Old XMLHTTP HTTP Request flaw in MSIE raising interest
Sometimes old, unpatched vulnerabilities are raising interest in security community without media attention. It seems that one of these issues is old Microsoft Internet Explorer “XMLHTTP” HTTP Request Injection vulnerability listed at Danish Secunia’s Web site.
Company’s advisory SA16942 is one of the advisories listed at Top 5 Most Read Secunia Security Advisories section at Secunia’s Advisories page. This list is automatically updated about advisories read during the last 24 hours, says the title field.
From the Description:
Amit Klein has discovered a vulnerability in Microsoft Internet Explorer, which can be exploited by malicious people to manipulate certain data and conduct HTTP request smuggling attacks.
Mr. Klein itself uses the term Referrer Spoofing.
Input passed to the method parameter in the “open()” function in the “Microsoft.XMLHTTP” ActiveX control isn’t properly sanitised before being used in a HTTP request. This can be exploited to inject arbitrary HTTP requests via specially crafted input containing tab and newline characters (spaces are not allowed).
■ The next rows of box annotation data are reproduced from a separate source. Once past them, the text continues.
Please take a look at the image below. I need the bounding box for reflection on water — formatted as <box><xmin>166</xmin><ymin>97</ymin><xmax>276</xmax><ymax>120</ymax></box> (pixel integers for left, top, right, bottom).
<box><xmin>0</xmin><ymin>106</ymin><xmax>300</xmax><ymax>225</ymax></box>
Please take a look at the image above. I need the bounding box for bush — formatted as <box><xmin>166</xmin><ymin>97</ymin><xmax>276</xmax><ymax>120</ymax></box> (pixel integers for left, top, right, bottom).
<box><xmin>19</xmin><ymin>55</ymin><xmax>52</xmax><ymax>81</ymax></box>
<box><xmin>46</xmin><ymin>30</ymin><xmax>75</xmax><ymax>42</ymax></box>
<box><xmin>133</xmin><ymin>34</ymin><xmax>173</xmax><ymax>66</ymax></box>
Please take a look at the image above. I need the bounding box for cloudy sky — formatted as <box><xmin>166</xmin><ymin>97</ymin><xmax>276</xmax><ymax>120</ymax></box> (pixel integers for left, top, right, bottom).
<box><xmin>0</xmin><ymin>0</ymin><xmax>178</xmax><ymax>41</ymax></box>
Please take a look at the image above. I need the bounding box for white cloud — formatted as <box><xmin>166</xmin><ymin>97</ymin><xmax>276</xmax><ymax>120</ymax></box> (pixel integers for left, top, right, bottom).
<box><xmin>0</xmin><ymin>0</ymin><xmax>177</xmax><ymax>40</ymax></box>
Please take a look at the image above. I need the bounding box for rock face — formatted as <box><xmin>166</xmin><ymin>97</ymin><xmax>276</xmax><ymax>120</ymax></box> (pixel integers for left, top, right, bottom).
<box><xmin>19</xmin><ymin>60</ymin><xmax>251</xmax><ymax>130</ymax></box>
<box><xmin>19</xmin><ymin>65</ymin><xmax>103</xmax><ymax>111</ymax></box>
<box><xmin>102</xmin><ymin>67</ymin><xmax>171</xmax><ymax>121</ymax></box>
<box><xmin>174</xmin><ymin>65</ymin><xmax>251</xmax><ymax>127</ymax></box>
This vulnerability was reported to Secunia on September 26th, 2005. It is more than five months ago.
Secunia lists workaround-type solution: “Set security level to ‘High’.”
There is no CVE entry listed in the advisory.
All others advisories at the list are typical, popular issues like new OS X patches (Apple Security Update 2006-001) and WordPress XSS vulnerability published yesterday. OS X advisories are very new and recently updated too.
According to the OSVDB ID #19662 this issue was reported to BugTraq list via this message, including several recommendations to site owners and vendors and six coverage references. Reportedly this issue is similar than fixed in Firefox 1.0.7, see www.mozilla.org/security/announce/mfsa2005-58.html.
March 3rd @09:30 UTC: Sun Solaris Multiple Apache Vulnerabilities has replaced this advisory’s 4th position, #16942 is now the fifth.